Need to get 45.2 MB of archives.
After this operation, 1,024 kB of additional disk space will be used.
Do you want to continue? [Y/n]
Key lines to read: which packages are being upgraded (check for surprises), how much disk space is needed, and whether any packages are being removed unexpectedly.
Conclusion
The APT workflow on Ubuntu is always: sudo apt update first (refresh the cache), then sudo apt install or sudo apt upgrade (act on fresh data). Run sudo apt autoremove regularly to clean up unused dependency packages. Use apt show and apt-cache depends to understand what a package does and what it pulls in before you install it.
FAQ
Why should administrators understand Introduction to APT Package Manager?+
Because this topic affects planning decisions, server lifecycle, compatibility, support expectations, or how you reason about Ubuntu systems before making operational changes.

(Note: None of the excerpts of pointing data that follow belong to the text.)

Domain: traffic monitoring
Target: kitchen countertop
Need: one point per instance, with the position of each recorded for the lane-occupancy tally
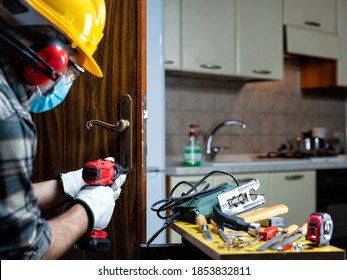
(249, 163)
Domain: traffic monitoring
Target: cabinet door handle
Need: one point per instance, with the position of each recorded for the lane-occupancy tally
(211, 66)
(294, 177)
(262, 72)
(312, 23)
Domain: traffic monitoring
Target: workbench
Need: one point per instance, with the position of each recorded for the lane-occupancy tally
(213, 249)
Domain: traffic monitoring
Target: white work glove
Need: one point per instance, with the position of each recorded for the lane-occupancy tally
(72, 182)
(99, 203)
(117, 184)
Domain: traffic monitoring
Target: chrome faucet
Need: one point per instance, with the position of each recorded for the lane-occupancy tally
(211, 152)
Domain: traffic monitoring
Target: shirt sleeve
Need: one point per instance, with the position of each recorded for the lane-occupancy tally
(23, 233)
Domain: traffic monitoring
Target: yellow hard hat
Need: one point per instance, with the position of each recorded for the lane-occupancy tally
(81, 21)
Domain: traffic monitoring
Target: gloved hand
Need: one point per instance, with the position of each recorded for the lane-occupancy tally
(72, 182)
(99, 203)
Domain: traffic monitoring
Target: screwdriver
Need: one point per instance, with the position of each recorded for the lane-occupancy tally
(264, 235)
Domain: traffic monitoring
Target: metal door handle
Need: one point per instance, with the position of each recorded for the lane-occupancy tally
(120, 126)
(123, 126)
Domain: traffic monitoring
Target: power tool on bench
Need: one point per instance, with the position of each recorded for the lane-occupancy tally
(194, 203)
(100, 172)
(320, 228)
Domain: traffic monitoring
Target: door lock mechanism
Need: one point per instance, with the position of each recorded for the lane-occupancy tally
(123, 126)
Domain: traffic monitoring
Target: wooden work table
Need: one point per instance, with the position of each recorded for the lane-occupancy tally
(191, 233)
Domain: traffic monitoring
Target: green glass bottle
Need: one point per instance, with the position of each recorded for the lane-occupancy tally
(192, 151)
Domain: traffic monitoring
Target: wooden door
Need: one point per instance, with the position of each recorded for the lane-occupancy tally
(65, 144)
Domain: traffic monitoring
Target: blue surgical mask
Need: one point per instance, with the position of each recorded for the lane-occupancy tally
(44, 102)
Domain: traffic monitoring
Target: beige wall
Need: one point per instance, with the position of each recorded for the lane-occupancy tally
(274, 112)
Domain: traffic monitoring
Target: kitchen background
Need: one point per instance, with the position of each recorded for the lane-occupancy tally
(275, 112)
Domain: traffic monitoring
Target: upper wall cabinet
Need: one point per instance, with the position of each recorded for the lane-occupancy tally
(260, 39)
(327, 71)
(311, 28)
(240, 38)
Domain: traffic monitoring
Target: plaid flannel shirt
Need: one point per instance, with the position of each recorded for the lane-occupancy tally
(23, 233)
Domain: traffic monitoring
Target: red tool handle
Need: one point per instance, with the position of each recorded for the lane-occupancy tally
(268, 233)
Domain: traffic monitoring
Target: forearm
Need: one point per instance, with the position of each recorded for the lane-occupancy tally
(49, 194)
(66, 229)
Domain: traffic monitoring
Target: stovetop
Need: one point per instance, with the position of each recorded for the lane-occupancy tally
(299, 154)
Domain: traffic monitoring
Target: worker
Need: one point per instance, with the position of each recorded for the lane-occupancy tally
(44, 46)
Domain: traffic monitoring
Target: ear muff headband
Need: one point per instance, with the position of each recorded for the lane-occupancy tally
(32, 58)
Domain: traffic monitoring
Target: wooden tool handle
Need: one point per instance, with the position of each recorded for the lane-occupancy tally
(214, 224)
(264, 213)
(291, 229)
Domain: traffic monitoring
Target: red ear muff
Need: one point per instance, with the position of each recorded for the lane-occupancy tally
(54, 55)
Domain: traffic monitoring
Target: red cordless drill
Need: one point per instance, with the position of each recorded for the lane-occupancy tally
(100, 172)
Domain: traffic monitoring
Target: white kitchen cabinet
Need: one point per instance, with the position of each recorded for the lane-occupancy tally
(238, 38)
(318, 15)
(172, 40)
(259, 39)
(342, 33)
(208, 36)
(297, 190)
(311, 28)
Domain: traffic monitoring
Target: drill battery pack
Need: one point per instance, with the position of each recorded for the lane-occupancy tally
(95, 240)
(200, 204)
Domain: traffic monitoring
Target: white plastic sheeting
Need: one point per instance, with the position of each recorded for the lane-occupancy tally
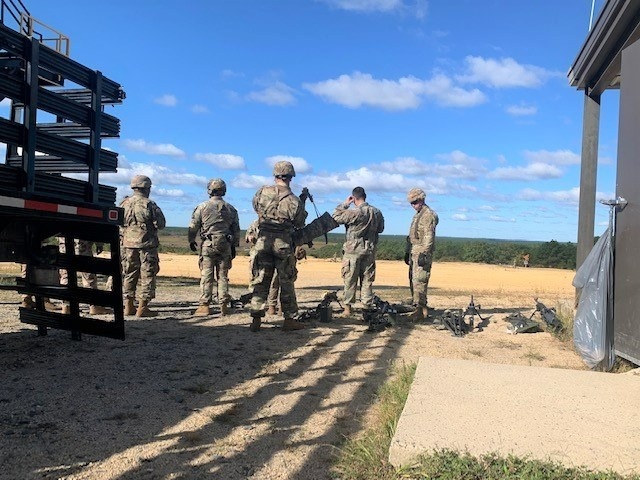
(592, 332)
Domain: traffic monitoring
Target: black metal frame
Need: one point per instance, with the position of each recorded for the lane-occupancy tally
(33, 76)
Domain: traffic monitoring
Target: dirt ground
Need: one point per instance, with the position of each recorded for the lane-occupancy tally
(195, 398)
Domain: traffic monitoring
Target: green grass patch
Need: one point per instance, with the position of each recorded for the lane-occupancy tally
(366, 457)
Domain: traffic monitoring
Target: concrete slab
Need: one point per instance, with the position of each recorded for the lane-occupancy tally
(579, 418)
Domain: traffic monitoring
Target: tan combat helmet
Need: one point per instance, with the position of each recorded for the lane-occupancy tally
(217, 185)
(416, 195)
(283, 169)
(141, 182)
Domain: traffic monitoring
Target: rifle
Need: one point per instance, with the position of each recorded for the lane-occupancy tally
(381, 316)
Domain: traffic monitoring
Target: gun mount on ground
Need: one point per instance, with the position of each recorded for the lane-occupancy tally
(548, 315)
(454, 320)
(380, 317)
(322, 311)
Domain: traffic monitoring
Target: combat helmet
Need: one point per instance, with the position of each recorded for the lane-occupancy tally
(140, 181)
(217, 185)
(416, 195)
(283, 168)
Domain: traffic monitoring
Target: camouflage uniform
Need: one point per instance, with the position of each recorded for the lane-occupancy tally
(141, 263)
(422, 235)
(364, 223)
(279, 213)
(217, 224)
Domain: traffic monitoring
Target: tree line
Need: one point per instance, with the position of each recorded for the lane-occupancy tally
(551, 254)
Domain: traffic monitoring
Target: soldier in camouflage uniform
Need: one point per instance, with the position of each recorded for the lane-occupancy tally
(216, 223)
(422, 236)
(280, 212)
(141, 263)
(89, 279)
(364, 224)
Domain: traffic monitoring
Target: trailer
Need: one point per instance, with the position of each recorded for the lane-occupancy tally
(49, 183)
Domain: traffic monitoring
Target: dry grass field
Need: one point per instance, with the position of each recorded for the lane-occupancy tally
(187, 397)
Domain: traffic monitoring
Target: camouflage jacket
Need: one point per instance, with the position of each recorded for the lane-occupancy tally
(215, 218)
(422, 233)
(364, 224)
(278, 209)
(142, 220)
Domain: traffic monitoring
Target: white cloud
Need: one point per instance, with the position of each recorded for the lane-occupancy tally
(496, 218)
(299, 164)
(521, 110)
(571, 196)
(418, 7)
(159, 175)
(167, 100)
(503, 73)
(245, 180)
(275, 94)
(366, 5)
(361, 89)
(559, 157)
(171, 193)
(199, 109)
(225, 161)
(533, 171)
(153, 148)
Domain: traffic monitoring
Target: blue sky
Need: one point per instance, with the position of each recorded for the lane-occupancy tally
(467, 99)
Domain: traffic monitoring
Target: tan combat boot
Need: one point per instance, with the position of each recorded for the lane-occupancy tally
(256, 320)
(224, 308)
(129, 307)
(143, 310)
(417, 315)
(27, 302)
(290, 324)
(202, 311)
(98, 310)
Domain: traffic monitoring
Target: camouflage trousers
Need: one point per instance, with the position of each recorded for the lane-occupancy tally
(359, 268)
(82, 247)
(273, 256)
(214, 259)
(420, 275)
(141, 266)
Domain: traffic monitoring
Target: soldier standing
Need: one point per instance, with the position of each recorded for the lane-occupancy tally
(142, 220)
(217, 224)
(364, 224)
(422, 235)
(280, 212)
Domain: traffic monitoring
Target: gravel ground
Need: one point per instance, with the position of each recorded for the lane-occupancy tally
(186, 397)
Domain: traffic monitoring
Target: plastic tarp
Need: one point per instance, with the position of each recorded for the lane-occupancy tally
(592, 323)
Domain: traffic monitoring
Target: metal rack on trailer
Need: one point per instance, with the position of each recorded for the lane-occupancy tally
(54, 133)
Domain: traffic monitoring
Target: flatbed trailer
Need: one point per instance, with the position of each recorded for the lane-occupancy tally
(49, 183)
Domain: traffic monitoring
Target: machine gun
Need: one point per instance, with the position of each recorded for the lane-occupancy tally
(548, 315)
(521, 324)
(380, 317)
(322, 311)
(454, 319)
(242, 301)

Do I need a lab for this topic?+
A lab is useful for checking commands and seeing the concept on a real Ubuntu machine, but the main value is understanding the decision, tradeoff, or system behavior clearly.
How should I use this knowledge in production?+
Use it to make better choices, document why those choices were made, and avoid rushed changes that ignore support windows, compatibility, stability, or operational risk.